Rudnick presented her findings and offered a variety of tips to the University of Chicago Chicago Women’s Alliance Group during her presentation “Entrepreneurship After Age 45” at the law firm of Holland & Knight, LLP in Chicago on November 20.

“Most women entrepreneurs start their careers in a more traditional corporate environment before embarking on their own,” she said. “This is usually through the result of mergers and acquisitions, corporate downsizing, being asked to relocate, or just not having fun anymore in the corporate environment. Some take early retirement or are semiretired and just want to say involved in the business world.”

Among the advantages to launching a business after age 45, Rudnick said, are:

  1. Advanced development of a valuable business network
  2. Better access to capital
  3. Fewer competing priorities
  4. More sophisticated ability to measure risk
  5. Ability to take advantage of changes in the environment

“The times, they are changing,” she said. “The new middle age is over 50. Large corporations are no longer safe havens.

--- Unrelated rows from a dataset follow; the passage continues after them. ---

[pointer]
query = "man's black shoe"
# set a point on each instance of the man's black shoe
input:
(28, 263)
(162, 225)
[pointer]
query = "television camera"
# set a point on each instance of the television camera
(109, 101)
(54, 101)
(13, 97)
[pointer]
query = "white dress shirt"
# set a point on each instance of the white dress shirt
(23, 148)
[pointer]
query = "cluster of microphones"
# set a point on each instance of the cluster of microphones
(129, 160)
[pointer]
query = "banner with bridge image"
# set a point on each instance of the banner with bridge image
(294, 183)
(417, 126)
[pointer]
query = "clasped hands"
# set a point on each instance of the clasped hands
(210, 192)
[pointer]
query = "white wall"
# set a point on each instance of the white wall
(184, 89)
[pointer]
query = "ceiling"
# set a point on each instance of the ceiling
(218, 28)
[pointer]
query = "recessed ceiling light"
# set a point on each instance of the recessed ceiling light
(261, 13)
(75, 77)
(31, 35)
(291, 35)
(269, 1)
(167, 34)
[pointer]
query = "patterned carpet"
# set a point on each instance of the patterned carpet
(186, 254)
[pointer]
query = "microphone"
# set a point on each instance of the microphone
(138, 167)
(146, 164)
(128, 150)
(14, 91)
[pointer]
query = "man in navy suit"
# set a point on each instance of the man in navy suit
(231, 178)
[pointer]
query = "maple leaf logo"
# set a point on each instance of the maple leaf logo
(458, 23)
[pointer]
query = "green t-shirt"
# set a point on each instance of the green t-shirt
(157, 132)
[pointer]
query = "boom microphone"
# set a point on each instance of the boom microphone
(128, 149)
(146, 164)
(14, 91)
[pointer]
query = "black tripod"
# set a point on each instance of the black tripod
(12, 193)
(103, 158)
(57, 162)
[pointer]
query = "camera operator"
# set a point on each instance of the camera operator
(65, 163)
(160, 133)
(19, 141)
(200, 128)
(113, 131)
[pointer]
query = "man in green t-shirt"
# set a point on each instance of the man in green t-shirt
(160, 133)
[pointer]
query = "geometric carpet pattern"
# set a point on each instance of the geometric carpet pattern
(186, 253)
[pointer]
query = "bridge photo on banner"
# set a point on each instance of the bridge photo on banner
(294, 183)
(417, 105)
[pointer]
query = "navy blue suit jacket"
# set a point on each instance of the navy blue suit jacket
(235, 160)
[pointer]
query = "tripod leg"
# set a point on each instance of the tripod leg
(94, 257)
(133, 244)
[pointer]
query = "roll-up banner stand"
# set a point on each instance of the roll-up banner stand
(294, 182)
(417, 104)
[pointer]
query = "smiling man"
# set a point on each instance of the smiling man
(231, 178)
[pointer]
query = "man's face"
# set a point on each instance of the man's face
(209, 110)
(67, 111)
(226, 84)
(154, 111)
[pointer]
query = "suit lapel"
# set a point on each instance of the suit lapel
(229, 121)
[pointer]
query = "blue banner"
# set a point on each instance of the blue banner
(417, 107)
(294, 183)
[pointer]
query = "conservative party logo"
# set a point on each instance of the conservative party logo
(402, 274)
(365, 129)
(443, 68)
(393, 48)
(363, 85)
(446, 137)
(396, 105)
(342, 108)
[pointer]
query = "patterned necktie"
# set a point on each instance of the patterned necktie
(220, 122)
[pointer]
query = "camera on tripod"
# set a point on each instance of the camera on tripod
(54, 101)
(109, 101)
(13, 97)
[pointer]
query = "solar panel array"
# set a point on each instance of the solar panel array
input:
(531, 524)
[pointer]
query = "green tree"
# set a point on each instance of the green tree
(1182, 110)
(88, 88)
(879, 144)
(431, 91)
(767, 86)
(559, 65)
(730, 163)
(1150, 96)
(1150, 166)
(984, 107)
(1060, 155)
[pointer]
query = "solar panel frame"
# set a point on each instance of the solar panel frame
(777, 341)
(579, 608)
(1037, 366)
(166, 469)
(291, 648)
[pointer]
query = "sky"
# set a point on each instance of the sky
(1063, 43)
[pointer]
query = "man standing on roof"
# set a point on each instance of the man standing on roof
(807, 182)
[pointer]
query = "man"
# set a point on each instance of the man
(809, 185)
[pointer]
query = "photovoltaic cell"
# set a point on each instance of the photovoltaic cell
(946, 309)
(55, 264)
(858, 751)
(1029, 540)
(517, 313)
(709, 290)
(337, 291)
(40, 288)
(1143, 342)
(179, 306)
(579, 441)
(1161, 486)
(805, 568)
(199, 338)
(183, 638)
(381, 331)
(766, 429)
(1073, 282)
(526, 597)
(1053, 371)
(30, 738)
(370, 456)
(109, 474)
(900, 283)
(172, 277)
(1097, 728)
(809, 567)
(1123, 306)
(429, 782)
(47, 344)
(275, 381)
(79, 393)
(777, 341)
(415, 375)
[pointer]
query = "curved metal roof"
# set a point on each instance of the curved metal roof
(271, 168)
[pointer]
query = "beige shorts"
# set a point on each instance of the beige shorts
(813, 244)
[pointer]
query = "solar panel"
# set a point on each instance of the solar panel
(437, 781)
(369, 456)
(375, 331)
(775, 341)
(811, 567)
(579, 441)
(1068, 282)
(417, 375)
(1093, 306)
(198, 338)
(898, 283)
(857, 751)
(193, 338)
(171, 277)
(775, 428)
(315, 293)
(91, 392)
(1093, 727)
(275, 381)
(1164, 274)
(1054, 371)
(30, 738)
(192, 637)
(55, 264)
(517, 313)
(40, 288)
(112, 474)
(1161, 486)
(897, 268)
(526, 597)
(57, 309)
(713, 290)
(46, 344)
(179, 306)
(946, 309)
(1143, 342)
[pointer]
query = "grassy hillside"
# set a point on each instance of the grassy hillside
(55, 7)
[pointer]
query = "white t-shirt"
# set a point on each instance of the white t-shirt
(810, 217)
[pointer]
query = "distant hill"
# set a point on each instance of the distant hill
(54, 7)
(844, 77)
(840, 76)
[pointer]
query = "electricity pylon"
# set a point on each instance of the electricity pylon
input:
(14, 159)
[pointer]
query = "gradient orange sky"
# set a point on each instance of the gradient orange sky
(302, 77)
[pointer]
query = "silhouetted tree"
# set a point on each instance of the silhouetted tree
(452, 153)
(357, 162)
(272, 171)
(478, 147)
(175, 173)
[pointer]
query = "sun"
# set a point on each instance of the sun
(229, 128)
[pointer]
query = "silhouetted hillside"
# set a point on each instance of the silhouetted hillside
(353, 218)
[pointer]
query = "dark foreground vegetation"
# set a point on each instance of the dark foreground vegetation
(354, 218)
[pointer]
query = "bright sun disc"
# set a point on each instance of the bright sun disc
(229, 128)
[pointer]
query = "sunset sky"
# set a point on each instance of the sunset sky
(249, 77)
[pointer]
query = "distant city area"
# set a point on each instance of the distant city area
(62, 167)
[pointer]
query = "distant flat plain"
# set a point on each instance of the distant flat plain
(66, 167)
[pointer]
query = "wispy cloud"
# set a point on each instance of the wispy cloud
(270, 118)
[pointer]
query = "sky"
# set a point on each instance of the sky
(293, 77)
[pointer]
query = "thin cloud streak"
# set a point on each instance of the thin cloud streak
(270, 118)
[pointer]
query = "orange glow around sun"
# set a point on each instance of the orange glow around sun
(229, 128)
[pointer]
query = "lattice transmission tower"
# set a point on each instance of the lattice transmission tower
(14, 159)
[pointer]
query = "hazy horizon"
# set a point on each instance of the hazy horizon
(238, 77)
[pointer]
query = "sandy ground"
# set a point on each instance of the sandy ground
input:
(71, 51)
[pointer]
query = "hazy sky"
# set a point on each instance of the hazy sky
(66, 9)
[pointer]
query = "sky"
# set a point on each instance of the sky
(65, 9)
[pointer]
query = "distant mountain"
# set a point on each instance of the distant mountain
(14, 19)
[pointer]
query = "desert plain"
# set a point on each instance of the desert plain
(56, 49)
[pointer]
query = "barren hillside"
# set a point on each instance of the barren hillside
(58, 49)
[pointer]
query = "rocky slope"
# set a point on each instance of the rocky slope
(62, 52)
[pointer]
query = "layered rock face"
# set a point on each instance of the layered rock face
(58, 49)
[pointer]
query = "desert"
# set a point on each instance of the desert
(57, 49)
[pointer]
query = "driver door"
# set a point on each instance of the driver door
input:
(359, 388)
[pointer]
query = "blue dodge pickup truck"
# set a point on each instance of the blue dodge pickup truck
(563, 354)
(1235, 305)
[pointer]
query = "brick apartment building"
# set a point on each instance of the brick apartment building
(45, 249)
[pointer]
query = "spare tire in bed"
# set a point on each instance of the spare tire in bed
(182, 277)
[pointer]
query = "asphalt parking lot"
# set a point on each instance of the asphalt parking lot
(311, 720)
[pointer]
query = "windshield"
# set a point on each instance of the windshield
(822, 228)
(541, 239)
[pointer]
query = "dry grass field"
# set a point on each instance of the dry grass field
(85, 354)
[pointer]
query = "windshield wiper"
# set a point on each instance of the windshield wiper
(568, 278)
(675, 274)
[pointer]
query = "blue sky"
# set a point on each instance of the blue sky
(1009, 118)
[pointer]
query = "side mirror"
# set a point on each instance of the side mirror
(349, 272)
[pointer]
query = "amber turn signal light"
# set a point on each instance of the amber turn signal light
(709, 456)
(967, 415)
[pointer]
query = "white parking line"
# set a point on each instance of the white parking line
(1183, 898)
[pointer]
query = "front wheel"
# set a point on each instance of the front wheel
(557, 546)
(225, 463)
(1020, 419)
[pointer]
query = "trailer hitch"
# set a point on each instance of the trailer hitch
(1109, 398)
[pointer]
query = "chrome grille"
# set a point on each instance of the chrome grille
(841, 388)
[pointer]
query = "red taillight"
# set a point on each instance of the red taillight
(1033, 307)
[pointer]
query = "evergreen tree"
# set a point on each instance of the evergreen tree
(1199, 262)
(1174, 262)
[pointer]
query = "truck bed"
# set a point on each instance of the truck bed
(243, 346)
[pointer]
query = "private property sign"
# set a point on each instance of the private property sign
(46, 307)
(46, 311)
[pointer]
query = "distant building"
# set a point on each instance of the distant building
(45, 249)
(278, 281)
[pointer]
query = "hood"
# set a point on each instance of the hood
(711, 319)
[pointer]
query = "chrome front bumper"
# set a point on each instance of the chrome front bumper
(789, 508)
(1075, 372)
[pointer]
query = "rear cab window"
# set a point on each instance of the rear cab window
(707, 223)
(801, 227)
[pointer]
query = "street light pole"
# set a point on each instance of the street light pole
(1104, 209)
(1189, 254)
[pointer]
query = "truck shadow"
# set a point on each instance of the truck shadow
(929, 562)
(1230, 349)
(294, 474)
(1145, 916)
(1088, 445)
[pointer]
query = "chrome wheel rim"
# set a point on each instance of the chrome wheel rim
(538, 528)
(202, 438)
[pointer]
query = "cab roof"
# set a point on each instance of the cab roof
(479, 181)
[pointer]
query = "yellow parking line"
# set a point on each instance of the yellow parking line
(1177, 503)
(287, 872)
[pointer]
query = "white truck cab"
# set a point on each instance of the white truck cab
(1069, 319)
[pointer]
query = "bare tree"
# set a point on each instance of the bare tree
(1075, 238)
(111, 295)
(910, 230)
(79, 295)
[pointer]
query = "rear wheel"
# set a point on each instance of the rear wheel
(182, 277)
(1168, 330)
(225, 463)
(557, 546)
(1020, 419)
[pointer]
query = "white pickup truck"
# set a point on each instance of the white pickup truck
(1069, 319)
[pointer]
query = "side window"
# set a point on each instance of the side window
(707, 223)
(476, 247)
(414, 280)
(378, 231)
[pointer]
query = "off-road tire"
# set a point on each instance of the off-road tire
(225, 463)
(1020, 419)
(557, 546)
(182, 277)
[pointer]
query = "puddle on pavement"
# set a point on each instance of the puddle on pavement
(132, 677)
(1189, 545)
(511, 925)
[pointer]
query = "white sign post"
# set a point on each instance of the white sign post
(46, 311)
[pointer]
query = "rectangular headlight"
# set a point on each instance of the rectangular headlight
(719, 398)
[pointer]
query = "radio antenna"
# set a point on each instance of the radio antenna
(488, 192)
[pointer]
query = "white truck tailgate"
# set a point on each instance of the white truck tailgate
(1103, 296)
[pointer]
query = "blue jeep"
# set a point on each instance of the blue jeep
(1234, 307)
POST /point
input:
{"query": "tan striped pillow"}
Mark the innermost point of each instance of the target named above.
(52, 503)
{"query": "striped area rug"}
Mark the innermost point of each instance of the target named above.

Job satisfaction and control over one’s life rank higher than financial rewards for most of the students and entrepreneurs we work with.”

Rudnick addressed four areas involved in starting a business: vetting the idea, identifying resources, developing a business plan, and financing the plan. “Vetting your idea is probably the most important thing you can do,” she said. “You do market research, talking to potential customers, colleagues, and competitors. Find out what you can do to differentiate your business. Find out how much people would be willing to pay for it, who the ultimate decision maker is on that purchase, and how you get to them.”

Potential resources include economic development centers, your business network, small-business-friendly banks, the internet, books and articles, and advisory boards, Rudnick said. The business team might include a lawyer, accountant, consultant, or business broker, she said.

All entrepreneurs should develop a business plan, regardless of whether they intend to raise capital and regardless of the size of the business, Rudnick said. “The business plan is a roadmap to help you define your objectives, develop your strategy to help you meet these objectives, and figure out how you’re going to prioritize your scarce resources to make money,” she said. “It forces you to look at your business opportunity in a disciplined fashion.”

Most entrepreneurs seldom seek institutional money for their ventures, Rudnick said. In fact, 66 percent self-fund the enterprise, 30 percent get funding from friends, family, business colleagues or “angels” who invest their own funds, and just 4 percent receive venture capital, she said. “The longer you can bootstrap the business before you seek outside capital, the higher valuation you’re going to get when you have to give up equity,” Rudnick said.